A B-tree containing an unsorted list (by means of having an element count in each node, allowing numeric lookups in place of the usual sort-based lookup).
Elements of this tree represent blocks of bytes, either literally or as placeholders representing substrings of the original file.
Each tree node is annotated with the total length of all elements in or below that node, enabling a search to any byte position.
Split and join algorithms are implemented on this B-tree, enabling efficient linking and unlinking of large chunks.
Reference counts are used to implement copy-on-write semantics, enabling insanely efficient cloning of large chunks.

And as a result:

Finding a particular byte position in the file can be done in log time.
Inserting or deleting individual bytes can be done in log time.
Any cut, copy or paste operation can be done in log time, no matter how enormous the piece of file you're cutting or pasting.
Opening the file to begin with is a constant-time operation.
The only operations which still need to be O(N) are searching through the file, and saving the modified file to disk.

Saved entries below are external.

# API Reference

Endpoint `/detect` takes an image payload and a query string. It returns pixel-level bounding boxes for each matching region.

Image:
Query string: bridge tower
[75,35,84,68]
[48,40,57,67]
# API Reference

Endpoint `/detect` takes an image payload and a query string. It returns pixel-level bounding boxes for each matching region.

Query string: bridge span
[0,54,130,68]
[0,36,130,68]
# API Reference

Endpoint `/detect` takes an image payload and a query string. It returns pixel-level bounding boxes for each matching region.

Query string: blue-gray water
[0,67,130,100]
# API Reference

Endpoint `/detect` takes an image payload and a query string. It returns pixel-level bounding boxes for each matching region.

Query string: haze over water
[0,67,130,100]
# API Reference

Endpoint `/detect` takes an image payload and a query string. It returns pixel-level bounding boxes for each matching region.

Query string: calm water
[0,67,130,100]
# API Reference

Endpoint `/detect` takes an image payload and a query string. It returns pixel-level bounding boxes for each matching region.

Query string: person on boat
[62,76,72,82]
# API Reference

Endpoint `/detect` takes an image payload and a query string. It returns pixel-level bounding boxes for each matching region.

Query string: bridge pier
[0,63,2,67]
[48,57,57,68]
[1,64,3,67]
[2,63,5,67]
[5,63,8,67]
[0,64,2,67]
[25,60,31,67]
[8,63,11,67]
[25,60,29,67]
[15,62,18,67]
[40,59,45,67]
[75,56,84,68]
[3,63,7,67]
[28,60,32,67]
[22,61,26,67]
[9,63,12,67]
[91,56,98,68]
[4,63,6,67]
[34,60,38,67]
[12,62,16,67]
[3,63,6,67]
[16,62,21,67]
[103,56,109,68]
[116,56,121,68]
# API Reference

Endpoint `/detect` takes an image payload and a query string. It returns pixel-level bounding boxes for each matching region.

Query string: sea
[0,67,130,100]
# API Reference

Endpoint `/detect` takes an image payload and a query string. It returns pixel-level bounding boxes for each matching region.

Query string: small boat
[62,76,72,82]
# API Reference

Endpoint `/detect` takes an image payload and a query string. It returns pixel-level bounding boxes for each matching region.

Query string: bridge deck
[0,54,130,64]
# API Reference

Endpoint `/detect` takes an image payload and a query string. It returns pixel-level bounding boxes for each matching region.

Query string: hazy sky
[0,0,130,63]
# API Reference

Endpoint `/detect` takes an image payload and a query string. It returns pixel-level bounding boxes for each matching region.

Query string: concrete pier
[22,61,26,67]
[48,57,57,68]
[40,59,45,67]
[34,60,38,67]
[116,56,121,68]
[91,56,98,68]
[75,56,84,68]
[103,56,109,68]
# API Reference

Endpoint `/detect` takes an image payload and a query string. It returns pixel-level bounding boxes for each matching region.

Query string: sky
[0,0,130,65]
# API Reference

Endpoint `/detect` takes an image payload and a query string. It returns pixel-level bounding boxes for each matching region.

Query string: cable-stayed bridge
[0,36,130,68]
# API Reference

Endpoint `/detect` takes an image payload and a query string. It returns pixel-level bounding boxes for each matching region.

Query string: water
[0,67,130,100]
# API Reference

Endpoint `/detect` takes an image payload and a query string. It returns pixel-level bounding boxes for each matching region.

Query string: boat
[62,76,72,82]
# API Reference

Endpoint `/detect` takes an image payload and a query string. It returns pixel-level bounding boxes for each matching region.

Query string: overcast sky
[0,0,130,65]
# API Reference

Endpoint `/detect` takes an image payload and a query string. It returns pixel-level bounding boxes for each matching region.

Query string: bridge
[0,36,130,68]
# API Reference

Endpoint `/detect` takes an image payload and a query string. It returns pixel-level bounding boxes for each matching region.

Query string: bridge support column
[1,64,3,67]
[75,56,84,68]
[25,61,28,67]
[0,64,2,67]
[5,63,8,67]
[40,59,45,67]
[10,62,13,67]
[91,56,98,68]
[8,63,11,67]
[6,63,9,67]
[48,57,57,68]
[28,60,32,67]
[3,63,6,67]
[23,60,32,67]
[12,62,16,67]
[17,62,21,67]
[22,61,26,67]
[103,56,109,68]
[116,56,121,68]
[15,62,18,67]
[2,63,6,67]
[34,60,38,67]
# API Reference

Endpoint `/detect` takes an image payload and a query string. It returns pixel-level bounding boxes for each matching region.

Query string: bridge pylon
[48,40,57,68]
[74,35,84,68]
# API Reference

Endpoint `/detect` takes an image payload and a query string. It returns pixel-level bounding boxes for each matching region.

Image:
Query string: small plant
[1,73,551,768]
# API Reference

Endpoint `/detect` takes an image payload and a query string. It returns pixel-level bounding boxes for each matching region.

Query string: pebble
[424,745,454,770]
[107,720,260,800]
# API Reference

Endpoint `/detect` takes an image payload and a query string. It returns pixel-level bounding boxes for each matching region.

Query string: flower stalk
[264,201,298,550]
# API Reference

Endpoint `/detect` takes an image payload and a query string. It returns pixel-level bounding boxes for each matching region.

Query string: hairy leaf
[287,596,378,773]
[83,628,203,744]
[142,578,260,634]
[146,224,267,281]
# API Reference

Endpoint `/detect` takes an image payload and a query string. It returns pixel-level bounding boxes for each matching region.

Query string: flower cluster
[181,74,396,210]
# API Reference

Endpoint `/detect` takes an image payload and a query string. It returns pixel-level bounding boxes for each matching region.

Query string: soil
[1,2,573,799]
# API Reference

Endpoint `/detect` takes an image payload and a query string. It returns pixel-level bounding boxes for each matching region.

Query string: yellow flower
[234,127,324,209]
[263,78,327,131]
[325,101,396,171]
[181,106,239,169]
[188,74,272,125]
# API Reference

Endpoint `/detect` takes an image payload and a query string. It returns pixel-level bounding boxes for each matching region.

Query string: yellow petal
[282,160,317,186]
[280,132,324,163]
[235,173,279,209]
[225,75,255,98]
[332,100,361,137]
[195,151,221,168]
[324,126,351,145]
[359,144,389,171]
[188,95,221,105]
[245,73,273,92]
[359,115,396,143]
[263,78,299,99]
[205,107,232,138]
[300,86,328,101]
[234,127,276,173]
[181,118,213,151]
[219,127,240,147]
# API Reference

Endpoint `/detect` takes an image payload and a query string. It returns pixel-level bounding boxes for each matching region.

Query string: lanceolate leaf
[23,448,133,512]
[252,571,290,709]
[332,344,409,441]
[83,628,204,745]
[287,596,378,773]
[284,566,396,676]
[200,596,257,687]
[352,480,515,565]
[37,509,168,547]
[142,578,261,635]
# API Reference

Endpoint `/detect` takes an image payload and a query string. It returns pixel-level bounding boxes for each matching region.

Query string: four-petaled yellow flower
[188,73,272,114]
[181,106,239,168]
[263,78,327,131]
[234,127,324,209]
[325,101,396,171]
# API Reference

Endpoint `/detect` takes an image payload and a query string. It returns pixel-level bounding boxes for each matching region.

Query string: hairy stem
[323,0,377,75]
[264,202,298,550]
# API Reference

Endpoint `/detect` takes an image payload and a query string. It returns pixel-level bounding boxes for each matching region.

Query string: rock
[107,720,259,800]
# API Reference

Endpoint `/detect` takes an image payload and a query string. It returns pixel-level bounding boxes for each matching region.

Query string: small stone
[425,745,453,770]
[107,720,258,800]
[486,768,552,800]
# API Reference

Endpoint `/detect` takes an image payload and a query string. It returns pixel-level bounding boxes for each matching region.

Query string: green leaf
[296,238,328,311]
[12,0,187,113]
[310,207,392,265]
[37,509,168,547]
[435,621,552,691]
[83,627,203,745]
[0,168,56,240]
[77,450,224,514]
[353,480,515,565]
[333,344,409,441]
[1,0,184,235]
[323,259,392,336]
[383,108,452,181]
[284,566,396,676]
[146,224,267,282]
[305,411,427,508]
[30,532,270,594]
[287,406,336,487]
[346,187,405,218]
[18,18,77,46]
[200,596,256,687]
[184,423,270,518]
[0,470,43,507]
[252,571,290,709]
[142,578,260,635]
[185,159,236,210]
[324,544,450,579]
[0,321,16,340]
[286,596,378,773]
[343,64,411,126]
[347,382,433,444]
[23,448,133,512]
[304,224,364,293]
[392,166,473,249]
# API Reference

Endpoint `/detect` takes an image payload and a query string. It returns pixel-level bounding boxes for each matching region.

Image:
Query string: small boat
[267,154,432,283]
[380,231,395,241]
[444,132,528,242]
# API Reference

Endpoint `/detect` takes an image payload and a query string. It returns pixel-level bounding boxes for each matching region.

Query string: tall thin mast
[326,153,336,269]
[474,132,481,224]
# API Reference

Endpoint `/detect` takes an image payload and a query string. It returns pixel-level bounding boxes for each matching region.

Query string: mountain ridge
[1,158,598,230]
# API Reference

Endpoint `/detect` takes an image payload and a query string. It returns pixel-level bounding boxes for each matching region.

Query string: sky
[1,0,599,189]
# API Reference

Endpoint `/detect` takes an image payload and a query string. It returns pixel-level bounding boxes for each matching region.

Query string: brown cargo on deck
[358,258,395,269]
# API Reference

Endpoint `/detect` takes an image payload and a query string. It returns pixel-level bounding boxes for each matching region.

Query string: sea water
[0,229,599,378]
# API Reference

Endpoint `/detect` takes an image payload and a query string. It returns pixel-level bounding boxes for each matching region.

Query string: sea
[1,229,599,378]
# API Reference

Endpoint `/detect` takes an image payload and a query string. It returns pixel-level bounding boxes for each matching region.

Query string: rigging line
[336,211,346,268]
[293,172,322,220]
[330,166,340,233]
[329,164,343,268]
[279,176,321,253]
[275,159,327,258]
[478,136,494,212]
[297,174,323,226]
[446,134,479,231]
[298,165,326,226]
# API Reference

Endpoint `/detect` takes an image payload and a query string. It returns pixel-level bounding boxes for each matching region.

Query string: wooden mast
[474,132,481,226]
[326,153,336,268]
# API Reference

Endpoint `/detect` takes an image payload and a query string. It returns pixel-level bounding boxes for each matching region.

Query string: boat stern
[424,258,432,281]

I've had most of this in my mind for some years now, but it's only this week that I finally got round to actually implementing it, and verifying that it works. The result is a hex editor with a fully functional insert mode, and with the ability to lazily load the file so you can edit entire CD images without either taking years or using up all the machine's memory, and these two abilities can work together in any combination you like.

I hope to be making this utility available on the web soon, for anyone who might find it useful. For the moment, though, I'm just looking back with satisfaction on a ten-year quest in which I actually found everything I was originally looking for, and more. Those don't happen often.